The backstory: Over the last year, several firms have come to CCI seeking recommendations for directors, said executive director Benjamin Bergen. The group cast a net within its pool of 145 members to build a list of executives who’d be interested. But it identified knowledge and demographic gaps.
The course: The six-week, 10-session Innovation Governance Program will give participants “a further understanding of the intangible economy,” focusing on IP, cybersecurity and data, said Bergen. They’ll also be instructed on compliance, finance and capital investment. Federal government agencies including the Business Development Bank of Canada (BDC), Export Development Canada (EDC) and Sustainable Development Technology Canada (SDTC), as well as professional association CPA Ontario are sponsoring the initial cohort, for whom participation will be free.
Graduates will then be added to CCI’s list, which the organization says is also designed to bring more women, members of visible-minority communities, Indigenous people and people with disabilities into contention for board seats. CCI hasn’t set any targets for representation in its cohort, and won’t require them of firms that want to use its referral service. But Bergen said it has asked BDC, EDC and SDTC to invite staff to participate in the IGP, “as a way to try and help with the diversity and inclusion piece.”
The training: “Boards are starting to hear more about how they’re going to be held accountable” if there’s a data breach “and how security is important,” said Melinda Coultar, COO of Toronto-based Cycura, which will facilitate that portion of the program. Directors tend to focus on costs, legal counsel and insurance rather than ensuring management has a security strategy in place, according to Coultar and CEO Iain Paterson.

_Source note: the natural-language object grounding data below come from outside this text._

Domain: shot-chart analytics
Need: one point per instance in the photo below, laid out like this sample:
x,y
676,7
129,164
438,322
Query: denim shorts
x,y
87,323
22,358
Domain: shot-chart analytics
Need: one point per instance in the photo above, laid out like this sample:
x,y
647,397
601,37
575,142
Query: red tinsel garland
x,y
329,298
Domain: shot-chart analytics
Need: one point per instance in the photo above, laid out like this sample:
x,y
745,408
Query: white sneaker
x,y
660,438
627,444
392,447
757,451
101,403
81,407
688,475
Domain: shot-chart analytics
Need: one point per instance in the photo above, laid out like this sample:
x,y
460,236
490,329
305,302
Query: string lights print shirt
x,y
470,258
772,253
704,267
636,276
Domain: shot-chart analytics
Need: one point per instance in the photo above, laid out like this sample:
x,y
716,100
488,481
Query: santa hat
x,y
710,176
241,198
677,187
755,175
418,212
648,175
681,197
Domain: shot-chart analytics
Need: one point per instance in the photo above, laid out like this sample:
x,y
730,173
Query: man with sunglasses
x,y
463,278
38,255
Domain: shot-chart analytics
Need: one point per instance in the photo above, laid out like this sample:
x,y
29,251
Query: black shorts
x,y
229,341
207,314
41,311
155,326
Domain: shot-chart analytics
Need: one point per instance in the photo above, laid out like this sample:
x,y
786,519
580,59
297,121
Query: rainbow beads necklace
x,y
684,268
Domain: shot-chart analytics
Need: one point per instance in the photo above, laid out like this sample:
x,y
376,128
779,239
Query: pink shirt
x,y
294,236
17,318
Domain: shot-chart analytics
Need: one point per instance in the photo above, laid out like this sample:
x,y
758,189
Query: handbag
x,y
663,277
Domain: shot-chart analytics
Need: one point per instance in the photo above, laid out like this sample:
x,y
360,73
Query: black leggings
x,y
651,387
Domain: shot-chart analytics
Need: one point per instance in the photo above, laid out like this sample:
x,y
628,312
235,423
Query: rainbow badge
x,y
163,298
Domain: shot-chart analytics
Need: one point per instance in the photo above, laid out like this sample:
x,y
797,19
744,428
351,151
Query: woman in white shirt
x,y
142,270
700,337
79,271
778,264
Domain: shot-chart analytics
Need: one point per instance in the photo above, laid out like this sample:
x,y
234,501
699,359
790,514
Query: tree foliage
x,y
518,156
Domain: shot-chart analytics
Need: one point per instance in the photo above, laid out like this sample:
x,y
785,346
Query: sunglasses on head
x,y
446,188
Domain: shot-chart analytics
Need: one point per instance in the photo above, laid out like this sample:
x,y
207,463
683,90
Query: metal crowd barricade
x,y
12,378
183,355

“Resources is one of the core things that we talk about when we’re doing the board-level training,” said Paterson. Cybersecurity costs “are probably going to seem, to a board, alien and excessive” without the proper context.
The Innovation Asset Collective, a federally funded non-profit focused on helping cleantech startups generate and use patents, will deliver the data and IP portions of the program; it shares board chair Jim Balsillie, former co-CEO of Research in Motion (now BlackBerry), with CCI.
Bergen hopes the program will also build links across the country’s innovation economy, as scale-up executives take seats on peer firms’ boards. “There’s been, over the last number of years, a real north-south pole” between the U.S. and Canada, he said. The program is an effort to “begin creating some east-west connections for Canadian companies.”